For Hawaiʻi, the ravages of climate change are not theoretical or distant. Right now, families on the north shore of Kauaʻi are rebuilding their communities after historical flooding washed away homes and severed the only road to the rest of the island. A recent state study estimates that sea level rise will cause $19 billion dollars in damage to private property in Hawaiʻi. While this number is astronomical, it is merely a beginning estimate, for it only counts the loss to private businesses and personal property, not critical public infrastructure like roads, schools, and utilities that are also at immense risk. Converting to a carbon-neutral economy reduces these risks while securing permanent local employment.
Despite the frightening challenge we confront in climate change, I have hope for our future because lawmakers, innovators, business leaders, and community advocates are working across differences to find a common path to a truly sustainable Hawaiʻi.
This bill appropriates funds for the “Greenhouse Gas Sequestration Task Force” to set benchmarks and identify techniques for Hawaiʻi to capture more carbon than it emits. Techniques to be assessed include funding, financial incentives, and technical expertise to promote agricultural and aquacultural practices that capture greenhouse gases, expand the urban tree canopy, parks, greenways, and wetlands, and promote the generation and use of compost.
Passage of this bill means Hawaiʻi is continuing to do everything possible to ensure our environment is cleaner and safer for our children, our local residents have reliable, well-paying jobs, and our tax dollars are well-invested.
Link to Hawaiʻi Sea Level Rise Vulnerability Report: https://climateadaptation.hawaii.gov/wp-content/uploads/2017/12/SLR-Report_Dec2017.pdf
Additional photos available upon request.

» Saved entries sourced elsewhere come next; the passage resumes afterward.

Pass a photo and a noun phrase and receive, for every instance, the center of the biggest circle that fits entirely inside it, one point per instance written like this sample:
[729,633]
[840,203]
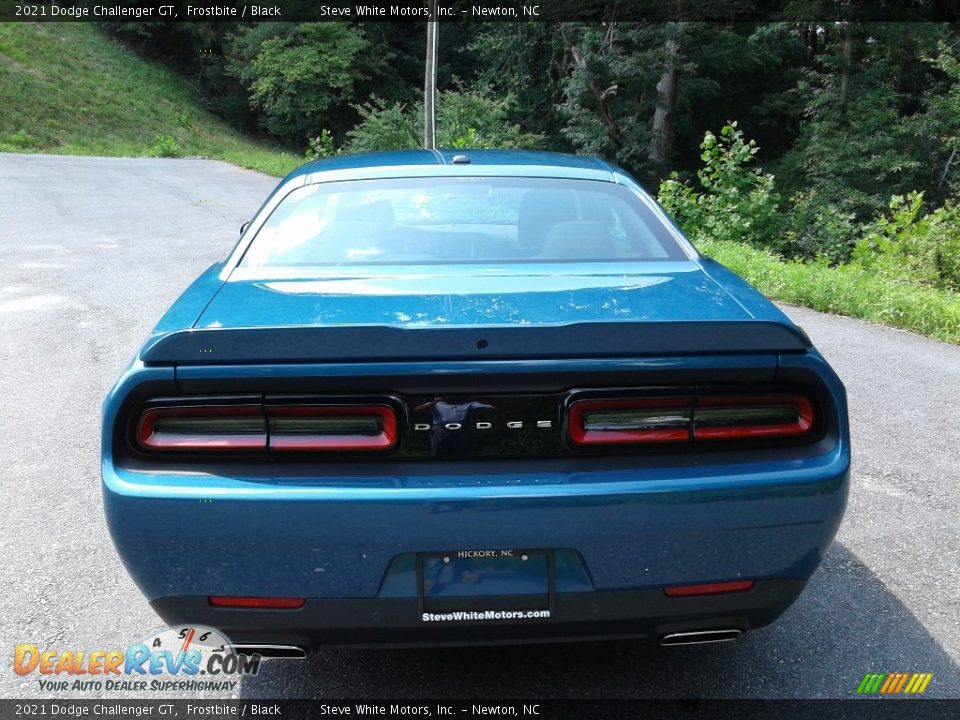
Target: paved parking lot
[93,250]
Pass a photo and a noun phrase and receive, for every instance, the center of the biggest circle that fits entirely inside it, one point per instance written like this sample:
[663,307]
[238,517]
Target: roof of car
[532,162]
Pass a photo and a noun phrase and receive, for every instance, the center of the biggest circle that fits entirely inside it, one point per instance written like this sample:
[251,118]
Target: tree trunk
[662,141]
[845,70]
[602,96]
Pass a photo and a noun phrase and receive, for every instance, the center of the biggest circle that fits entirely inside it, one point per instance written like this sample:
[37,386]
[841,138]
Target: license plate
[485,580]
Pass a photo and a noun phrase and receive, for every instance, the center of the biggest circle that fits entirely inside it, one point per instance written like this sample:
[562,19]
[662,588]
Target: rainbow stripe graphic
[894,683]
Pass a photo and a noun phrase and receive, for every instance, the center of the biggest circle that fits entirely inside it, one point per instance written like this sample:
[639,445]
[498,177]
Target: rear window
[460,220]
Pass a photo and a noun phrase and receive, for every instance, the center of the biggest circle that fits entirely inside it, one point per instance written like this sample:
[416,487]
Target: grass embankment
[844,290]
[67,88]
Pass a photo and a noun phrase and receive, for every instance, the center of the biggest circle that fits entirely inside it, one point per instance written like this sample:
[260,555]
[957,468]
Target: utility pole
[430,82]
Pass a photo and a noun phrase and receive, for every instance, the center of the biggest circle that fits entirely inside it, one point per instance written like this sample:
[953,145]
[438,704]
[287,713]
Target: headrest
[578,240]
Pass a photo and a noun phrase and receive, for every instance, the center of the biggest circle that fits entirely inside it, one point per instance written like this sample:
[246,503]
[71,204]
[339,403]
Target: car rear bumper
[346,547]
[641,614]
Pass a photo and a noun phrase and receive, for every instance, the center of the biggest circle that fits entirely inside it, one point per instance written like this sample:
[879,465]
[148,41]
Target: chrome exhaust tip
[700,637]
[273,652]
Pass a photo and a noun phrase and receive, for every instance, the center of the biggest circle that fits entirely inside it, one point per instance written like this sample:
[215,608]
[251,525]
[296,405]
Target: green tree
[303,77]
[465,118]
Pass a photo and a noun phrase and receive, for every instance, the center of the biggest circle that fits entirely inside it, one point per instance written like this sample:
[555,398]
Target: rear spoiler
[218,346]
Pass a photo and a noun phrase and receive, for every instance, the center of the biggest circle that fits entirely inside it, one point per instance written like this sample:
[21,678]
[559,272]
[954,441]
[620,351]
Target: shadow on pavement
[845,624]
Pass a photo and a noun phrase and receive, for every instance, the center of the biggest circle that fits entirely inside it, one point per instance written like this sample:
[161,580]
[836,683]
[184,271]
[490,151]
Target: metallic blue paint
[350,533]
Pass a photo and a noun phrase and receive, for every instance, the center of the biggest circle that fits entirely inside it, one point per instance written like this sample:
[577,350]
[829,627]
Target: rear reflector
[708,588]
[629,421]
[332,427]
[263,603]
[203,427]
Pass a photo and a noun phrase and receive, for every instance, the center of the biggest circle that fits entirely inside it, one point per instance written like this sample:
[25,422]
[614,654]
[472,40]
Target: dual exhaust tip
[700,637]
[273,652]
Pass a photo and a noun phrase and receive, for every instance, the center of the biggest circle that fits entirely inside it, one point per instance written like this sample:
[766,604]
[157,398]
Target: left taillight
[203,427]
[283,428]
[331,428]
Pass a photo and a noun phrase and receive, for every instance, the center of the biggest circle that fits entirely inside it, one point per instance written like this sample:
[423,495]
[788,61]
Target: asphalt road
[93,250]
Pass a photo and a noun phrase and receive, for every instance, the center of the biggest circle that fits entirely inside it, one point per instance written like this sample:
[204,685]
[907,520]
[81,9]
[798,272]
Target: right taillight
[744,417]
[630,421]
[650,420]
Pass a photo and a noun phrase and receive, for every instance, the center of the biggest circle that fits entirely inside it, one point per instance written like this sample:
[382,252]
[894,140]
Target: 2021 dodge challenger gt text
[438,398]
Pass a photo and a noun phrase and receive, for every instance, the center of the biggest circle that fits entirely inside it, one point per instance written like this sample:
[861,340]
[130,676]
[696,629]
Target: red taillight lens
[632,421]
[731,418]
[640,420]
[253,602]
[708,588]
[332,427]
[203,427]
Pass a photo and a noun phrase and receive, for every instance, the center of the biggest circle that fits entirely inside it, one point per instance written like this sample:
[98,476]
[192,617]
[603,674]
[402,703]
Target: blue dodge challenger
[449,398]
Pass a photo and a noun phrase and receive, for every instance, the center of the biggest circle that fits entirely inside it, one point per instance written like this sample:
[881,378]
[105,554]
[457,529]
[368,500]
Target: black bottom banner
[160,709]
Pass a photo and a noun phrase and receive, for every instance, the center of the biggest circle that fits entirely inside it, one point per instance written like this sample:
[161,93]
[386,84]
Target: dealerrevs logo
[179,658]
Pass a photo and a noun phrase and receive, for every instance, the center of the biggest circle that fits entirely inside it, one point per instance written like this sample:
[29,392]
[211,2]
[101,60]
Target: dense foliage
[854,150]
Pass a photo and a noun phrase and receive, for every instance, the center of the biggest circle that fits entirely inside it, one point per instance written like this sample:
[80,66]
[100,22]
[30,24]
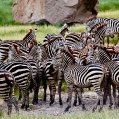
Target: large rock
[53,11]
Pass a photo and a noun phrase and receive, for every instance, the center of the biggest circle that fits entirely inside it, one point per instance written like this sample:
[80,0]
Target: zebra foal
[7,91]
[81,76]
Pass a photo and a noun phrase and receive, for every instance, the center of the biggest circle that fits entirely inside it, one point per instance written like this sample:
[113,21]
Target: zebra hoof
[34,103]
[67,109]
[51,102]
[100,109]
[83,107]
[60,102]
[75,102]
[22,106]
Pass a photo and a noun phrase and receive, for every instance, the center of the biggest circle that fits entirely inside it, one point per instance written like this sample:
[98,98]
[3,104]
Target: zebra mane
[27,34]
[16,48]
[50,40]
[69,52]
[91,18]
[107,51]
[98,26]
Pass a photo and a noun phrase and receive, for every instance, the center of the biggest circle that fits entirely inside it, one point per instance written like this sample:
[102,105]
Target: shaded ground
[44,108]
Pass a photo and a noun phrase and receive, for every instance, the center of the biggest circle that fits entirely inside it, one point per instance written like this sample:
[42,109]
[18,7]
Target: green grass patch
[83,115]
[108,5]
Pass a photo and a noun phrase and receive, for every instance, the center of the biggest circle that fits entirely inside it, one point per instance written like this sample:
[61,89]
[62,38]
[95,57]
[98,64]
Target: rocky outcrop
[53,11]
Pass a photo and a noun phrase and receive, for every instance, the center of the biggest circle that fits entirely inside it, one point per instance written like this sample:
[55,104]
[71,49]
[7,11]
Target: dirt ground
[55,110]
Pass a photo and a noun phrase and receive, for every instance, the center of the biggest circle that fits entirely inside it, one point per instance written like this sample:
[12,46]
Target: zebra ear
[7,80]
[16,48]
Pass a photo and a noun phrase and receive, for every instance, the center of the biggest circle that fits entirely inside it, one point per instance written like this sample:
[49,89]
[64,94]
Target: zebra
[100,31]
[23,75]
[112,24]
[7,90]
[104,58]
[62,33]
[81,76]
[30,38]
[45,69]
[15,54]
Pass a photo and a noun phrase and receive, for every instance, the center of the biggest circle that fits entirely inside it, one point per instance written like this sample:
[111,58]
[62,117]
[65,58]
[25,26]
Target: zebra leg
[70,90]
[20,94]
[36,90]
[60,78]
[15,103]
[25,103]
[75,88]
[75,97]
[107,41]
[45,88]
[80,96]
[118,97]
[114,95]
[110,96]
[26,100]
[9,105]
[52,91]
[100,98]
[59,91]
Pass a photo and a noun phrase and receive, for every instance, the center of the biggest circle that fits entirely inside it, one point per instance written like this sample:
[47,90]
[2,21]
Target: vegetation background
[9,29]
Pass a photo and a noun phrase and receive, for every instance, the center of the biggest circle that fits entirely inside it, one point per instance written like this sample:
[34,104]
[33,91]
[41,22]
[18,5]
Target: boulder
[53,11]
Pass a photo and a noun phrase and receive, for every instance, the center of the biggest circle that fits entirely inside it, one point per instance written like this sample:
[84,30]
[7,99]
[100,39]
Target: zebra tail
[30,78]
[10,83]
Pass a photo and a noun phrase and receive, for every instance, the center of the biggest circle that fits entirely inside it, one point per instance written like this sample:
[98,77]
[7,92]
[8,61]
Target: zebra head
[109,32]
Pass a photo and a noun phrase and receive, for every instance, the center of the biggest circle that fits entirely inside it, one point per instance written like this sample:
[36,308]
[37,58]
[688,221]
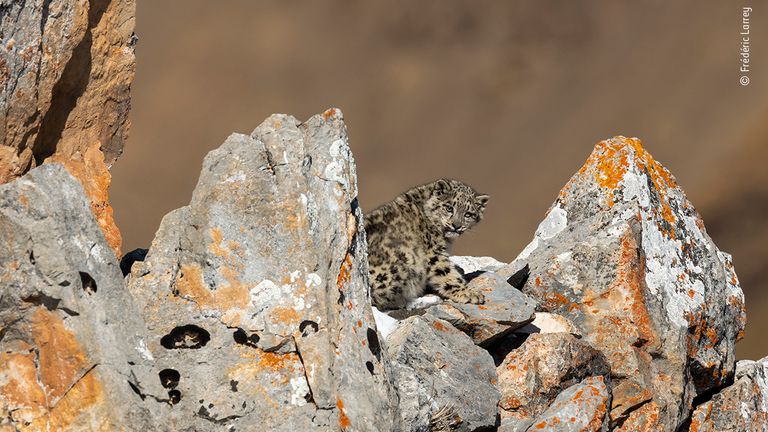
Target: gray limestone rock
[73,352]
[437,366]
[623,254]
[742,406]
[582,407]
[504,310]
[531,376]
[256,292]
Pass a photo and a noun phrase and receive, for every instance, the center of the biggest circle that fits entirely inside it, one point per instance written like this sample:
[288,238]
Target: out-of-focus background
[509,96]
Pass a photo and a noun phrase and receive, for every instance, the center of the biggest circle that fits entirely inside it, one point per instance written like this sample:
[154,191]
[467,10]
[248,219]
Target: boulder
[66,69]
[531,376]
[438,371]
[582,407]
[625,256]
[73,352]
[545,322]
[472,264]
[741,406]
[256,293]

About the Sierra Club of Hawaiʻi: Formed in 1968, the Sierra Club of Hawaiʻi has over 20,000 members and supporters working throughout the islands to stop climate change, ensure climate justice for all, and protect Hawaiʻi’s unique natural resources. The Sierra Club is the largest, oldest environmental organization in the U.S. We rely on volunteers to support outdoor education programs, trail and native species restoration projects, and grassroots advocacy for sound environmental policies.